Menjadi penjaga hutan itu tak mudah. Apalagi hutan yang dijaga berada di tengah kepungan industri ekstraktif tambang batubara, pembalakan, kebakaran dan pencurian, serta perambahan hutan.
Hutan Lindung Sungai Wain misalnya. Kawasan
konservasi yang terletak di Kota Balikpapan, memiliki 24 orang tenaga
pengamanan dan patroli hutan. Tugas mereka mengamankan kurang lebih 9 ribu
hektare (ha) areal hutan dari pencurian kayu, kebakaran, pertambangan, perburuan
satwa dan gangguan lainnya. Dua bulan lalu mereka menangkap enam orang pria
asal Kalimantan Selatan yang diduga mencuri tujuh batang pohon gaharu (Aquilaria malacensis) di dalam hutan.

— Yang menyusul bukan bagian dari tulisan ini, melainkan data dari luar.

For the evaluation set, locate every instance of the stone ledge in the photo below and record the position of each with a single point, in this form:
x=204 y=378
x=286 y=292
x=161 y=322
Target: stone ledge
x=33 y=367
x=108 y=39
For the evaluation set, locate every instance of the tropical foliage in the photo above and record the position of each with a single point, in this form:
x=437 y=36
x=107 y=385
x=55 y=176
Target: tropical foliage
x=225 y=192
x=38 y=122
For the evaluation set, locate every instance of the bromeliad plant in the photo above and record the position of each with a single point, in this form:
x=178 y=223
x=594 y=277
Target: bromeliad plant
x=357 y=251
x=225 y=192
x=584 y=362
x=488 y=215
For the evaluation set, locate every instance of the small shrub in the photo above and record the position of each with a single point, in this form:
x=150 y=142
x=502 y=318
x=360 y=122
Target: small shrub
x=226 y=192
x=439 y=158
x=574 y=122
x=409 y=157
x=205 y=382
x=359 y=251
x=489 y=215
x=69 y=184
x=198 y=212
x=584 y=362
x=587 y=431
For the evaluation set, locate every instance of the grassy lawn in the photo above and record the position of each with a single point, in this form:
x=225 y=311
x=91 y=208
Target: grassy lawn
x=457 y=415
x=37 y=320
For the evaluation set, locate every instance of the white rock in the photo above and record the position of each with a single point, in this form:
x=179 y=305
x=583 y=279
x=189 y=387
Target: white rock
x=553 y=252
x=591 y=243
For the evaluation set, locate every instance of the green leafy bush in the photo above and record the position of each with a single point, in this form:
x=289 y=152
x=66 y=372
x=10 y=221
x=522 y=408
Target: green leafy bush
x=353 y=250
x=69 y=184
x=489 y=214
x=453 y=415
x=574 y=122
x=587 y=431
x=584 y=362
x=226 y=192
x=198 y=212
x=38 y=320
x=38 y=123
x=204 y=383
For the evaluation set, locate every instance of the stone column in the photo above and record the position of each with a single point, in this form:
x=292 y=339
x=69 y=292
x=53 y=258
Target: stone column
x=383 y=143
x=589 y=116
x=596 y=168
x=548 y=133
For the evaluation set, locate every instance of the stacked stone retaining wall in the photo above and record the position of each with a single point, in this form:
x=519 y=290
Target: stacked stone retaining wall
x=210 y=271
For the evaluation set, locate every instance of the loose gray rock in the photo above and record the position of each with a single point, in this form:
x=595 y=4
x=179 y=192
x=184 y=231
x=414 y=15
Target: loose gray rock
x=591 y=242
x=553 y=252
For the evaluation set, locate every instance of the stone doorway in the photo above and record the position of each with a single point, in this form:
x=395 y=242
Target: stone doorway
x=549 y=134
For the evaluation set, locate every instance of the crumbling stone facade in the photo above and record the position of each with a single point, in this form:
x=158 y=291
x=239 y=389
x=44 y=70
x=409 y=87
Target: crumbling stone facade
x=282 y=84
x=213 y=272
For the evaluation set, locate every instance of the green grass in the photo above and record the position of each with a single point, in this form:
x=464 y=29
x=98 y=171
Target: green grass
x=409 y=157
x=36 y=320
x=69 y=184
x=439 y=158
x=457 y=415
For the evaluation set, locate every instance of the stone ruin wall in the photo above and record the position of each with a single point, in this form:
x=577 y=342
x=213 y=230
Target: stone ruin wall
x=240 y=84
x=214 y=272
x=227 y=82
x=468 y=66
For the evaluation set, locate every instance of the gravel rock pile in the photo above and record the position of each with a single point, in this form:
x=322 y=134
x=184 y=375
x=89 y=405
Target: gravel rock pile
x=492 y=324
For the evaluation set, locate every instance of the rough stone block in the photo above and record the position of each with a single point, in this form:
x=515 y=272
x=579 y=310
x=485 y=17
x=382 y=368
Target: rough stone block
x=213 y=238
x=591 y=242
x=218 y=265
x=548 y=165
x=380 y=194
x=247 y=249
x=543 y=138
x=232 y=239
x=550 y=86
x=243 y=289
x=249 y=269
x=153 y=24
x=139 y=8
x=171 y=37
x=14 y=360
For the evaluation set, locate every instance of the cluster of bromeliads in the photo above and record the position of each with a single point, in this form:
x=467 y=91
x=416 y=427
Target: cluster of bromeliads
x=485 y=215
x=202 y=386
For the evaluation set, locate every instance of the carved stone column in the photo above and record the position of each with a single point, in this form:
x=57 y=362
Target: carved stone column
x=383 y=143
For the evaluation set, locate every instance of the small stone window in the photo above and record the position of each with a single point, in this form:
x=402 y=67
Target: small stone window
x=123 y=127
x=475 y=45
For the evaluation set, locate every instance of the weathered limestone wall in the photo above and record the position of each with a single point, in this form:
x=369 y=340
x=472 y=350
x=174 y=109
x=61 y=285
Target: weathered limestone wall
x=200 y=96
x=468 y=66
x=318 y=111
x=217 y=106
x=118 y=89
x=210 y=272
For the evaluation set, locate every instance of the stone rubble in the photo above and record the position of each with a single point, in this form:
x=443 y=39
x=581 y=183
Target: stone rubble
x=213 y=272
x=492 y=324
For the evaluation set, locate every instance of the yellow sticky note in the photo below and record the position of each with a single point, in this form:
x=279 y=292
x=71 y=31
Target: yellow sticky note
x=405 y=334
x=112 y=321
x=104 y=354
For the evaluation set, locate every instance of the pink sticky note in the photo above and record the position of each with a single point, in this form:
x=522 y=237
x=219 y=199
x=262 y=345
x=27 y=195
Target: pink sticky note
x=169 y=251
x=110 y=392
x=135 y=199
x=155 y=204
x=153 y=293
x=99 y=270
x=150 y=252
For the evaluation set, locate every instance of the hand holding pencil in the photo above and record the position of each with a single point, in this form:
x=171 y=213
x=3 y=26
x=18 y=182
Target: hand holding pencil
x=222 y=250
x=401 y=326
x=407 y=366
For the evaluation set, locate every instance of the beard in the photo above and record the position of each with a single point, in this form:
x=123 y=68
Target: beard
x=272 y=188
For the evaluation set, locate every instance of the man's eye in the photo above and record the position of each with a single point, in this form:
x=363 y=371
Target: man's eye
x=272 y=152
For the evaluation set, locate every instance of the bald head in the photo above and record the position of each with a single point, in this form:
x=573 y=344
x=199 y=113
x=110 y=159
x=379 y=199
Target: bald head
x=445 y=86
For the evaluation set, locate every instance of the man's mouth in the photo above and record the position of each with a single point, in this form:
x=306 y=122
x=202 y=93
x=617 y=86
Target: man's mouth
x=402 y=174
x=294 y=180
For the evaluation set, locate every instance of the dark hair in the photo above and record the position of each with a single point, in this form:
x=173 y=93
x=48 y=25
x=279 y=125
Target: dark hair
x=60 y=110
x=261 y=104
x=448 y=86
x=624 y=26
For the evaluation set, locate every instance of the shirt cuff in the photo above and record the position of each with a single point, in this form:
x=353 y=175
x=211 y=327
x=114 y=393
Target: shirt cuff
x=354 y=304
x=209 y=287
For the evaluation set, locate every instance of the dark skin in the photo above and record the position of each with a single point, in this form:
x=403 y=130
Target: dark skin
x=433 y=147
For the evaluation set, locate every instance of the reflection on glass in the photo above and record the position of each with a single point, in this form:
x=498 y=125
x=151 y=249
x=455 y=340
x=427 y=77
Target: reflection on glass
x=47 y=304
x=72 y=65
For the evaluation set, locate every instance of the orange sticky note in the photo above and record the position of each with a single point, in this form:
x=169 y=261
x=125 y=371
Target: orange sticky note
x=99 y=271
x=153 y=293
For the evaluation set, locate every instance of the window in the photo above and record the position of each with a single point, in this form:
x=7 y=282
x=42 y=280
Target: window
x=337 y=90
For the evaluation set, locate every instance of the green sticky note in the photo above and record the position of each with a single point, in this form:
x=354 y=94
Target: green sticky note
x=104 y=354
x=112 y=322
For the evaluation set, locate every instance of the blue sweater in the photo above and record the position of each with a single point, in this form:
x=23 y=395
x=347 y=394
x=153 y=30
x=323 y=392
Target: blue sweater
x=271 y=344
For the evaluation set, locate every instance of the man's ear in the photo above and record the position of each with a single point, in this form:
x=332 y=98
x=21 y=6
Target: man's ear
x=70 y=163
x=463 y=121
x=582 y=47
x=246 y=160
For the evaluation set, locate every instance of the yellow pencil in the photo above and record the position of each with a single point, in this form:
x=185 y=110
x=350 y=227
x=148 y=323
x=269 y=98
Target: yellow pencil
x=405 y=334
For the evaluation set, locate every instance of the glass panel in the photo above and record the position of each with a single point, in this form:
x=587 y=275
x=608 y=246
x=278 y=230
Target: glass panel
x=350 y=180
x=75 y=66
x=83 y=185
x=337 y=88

Para pengambil gaharu tersebut, mulai disidang, sejak 26 April 2016. Hingga saat ini belum ada putusan atas
tuduhan pencurian tersebut. Malang nasib mereka, berniat memanfaatkan hasil
hutan malah tertangkap dengan tuduhan mencuri dan merusak hutan lindung.
Muhalir atau Ulir, salah satu penjaga hutan di
Hutan Lindung Sungai Wain. Dia lahir dan besar di Desa Wain, Kota Balikpapan.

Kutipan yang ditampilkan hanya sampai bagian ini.